Figure 2 - Top Events relative damage spread (with zeros omitted to mitigate skewness)
qplot(EVTYPE,
log10(PROPDMG+CROPDMG+1), #Use log as data is still heavily skewed
data=top_evt_dmg[top_evt_dmg$CROPDMG+top_evt_dmg$PROPDMG > 0,],
geom='boxplot',
labs(title='Damage')) + xlab('Event') + ylab('Log(Damage)') + ggtitle('Relative damage spread') + theme(axis.text.x=element_text(angle = 90, hjust = 1))

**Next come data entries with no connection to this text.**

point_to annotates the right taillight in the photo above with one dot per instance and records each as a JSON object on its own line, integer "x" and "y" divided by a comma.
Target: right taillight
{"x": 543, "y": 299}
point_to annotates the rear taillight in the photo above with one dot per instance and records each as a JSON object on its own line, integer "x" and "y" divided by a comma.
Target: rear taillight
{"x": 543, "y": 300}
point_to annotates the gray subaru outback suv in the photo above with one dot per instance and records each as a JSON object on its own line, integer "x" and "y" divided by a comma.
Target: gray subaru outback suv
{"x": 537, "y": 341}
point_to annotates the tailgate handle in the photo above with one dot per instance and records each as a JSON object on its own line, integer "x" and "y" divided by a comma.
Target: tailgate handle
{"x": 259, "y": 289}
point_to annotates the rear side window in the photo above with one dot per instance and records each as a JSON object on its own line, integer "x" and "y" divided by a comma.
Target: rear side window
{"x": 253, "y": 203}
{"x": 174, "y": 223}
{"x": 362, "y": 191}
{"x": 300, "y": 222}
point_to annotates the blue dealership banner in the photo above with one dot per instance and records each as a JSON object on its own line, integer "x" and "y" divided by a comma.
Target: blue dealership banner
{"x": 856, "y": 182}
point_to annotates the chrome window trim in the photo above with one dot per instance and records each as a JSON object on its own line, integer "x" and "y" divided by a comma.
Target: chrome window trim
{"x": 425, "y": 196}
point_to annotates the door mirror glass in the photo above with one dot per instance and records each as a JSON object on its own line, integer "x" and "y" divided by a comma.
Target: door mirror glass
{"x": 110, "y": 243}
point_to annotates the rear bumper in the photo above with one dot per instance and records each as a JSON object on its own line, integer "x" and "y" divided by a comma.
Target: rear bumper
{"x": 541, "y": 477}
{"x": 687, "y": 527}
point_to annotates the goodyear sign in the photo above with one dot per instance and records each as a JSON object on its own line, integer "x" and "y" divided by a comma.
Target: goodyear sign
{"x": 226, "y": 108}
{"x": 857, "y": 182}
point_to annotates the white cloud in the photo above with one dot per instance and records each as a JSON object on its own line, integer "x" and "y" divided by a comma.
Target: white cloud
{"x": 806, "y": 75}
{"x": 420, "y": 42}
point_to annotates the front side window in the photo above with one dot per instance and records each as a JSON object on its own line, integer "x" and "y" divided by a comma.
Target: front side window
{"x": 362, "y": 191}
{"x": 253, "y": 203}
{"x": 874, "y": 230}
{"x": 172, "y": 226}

In figure 2 above, we are able to understand how the spread of damage per event lies compared with each of the top events. Note that we have removed the event occurrences that did not have any damage impact. We use the log transformation as data is still heavily skewed after omitting zeros. It seems that most weather has a regular damage pattern showing a good degree of consistency, however hail, TSTM winds, thunderstorms and strong winds on odd occasions have extremely high damage from the norm. Finally, Flash flooding shows a consistly high damage given an event of impact indicated by the marginal gap between the upper quartile and the median.

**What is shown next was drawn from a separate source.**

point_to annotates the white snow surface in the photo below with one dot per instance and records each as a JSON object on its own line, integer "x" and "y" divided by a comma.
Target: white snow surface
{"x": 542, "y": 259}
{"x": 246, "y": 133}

Table 2 - Top Events by damage impact
dmg_col_names <- c('EVTYPE', 'occur', 'freq', grep('dmg', names(evt_summary), value=T))

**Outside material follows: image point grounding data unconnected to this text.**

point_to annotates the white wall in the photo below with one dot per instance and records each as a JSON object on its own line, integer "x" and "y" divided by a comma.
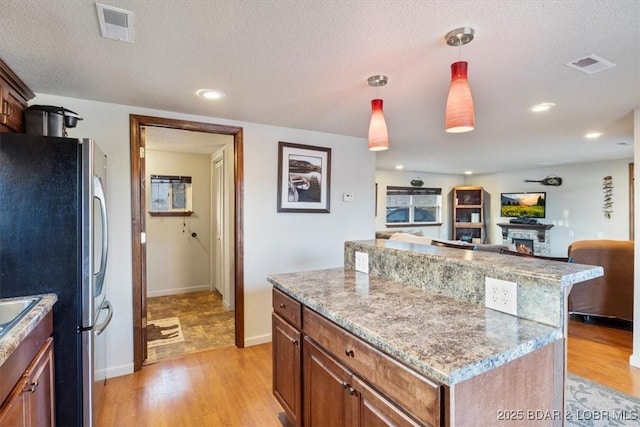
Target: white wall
{"x": 273, "y": 242}
{"x": 635, "y": 357}
{"x": 386, "y": 178}
{"x": 575, "y": 208}
{"x": 176, "y": 261}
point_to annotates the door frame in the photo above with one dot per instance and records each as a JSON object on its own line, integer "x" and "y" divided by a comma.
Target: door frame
{"x": 137, "y": 123}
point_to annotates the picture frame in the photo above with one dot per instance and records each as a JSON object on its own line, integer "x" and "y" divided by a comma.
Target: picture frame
{"x": 304, "y": 178}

dmg_cols <- cbind(evt_summary[top_evt_idx$dmg, c(dmg_col_names)], bayes[,2])
kable(
setNames(dmg_cols, c('Event', 'Total Occurences', 'Frequency', 'Total cost(USD)', 'Highest cost(USD)', 'Average cost(USD) during impact', 'Impact Probability')),
row.names=F)
| Event | Total Occurences | Frequency | Total cost(USD) | Highest cost(USD) | Average cost(USD) during impact | Impact Probability |
|---|---|---|---|---|---|---|
| TORNADO | 60652 | 0.0672 | 3312277 | 4410 | 84.15 | 0.4080 |
| FLASH FLOOD | 54277 | 0.0602 | 1599325 | 5000 | 77.42 | 0.1864 |
| TSTM WIND | 219940 | 0.2438 | 1445168 | 1213 | 23.51 | 0.1264 |
| HAIL | 288661 | 0.3199 | 1268290 | 1300 | 48.84 | 0.0355 |
| FLOOD | 25326 | 0.0281 | 1067976 | 3000 | 106.18 | 0.1972 |
| THUNDERSTORM WIND | 82563 | 0.0915 | 943636 | 5000 | 21.71 | 0.2930 |
| LIGHTNING | 15754 | 0.0175 | 606932 | 1000 | 58.58 | 0.4173 |
| THUNDERSTORM WINDS | 20843 | 0.0231 | 464978 | 1000 | 38.73 | 0.3362 |
| HIGH WIND | 20212 | 0.0224 | 342015 | 3000 | 63.90 | 0.1184 |
| WINTER STORM | 11433 | 0.0127 | 134700 | 1100 | 96.98 | 0.0490 |
| HEAVY SNOW | 15708 | 0.0174 | 124418 | 950 | 100.01 | 0.0311 |
| WILDFIRE | 2761 | 0.0031 | 88824 | 1000 | 114.17 | 0.1276 |
| ICE STORM | 2006 | 0.0022 | 67690 | 1000 | 101.48 | 0.1566 |
| STRONG WIND | 3566 | 0.0040 | 64611 | 1000 | 19.70 | 0.8099 |
| HEAVY RAIN | 11723 | 0.0130 | 61965 | 1050 | 60.04 | 0.0347 |
| HIGH WINDS | 1533 | 0.0017 | 57385 | 1000 | 93.92 | 0.1981 |
| TROPICAL STORM | 690 | 0.0008 | 54323 | 1100 | 133.47 | 0.3490 |
| WILD/FOREST FIRE | 1457 | 0.0016 | 43534 | 1000 | 134.78 | 0.0960 |
| DROUGHT | 2488 | 0.0028 | 37998 | 1000 | 142.85 | 0.0427 |
| FLASH FLOODING | 682 | 0.0008 | 33623 | 1000 | 114.36 | 0.2203 |
In table 2 above, we show a summary of the top events ordered by accumulated damage(property and crops). The average impact is a calculation only for events that had an impact.The Impact probability shows how likely an event will have a damage impact given the occurrence of such an event. This is to better our understanding as to how likely such an event will cause damage. The frequency is the occurrences divided by the total events within the raw data.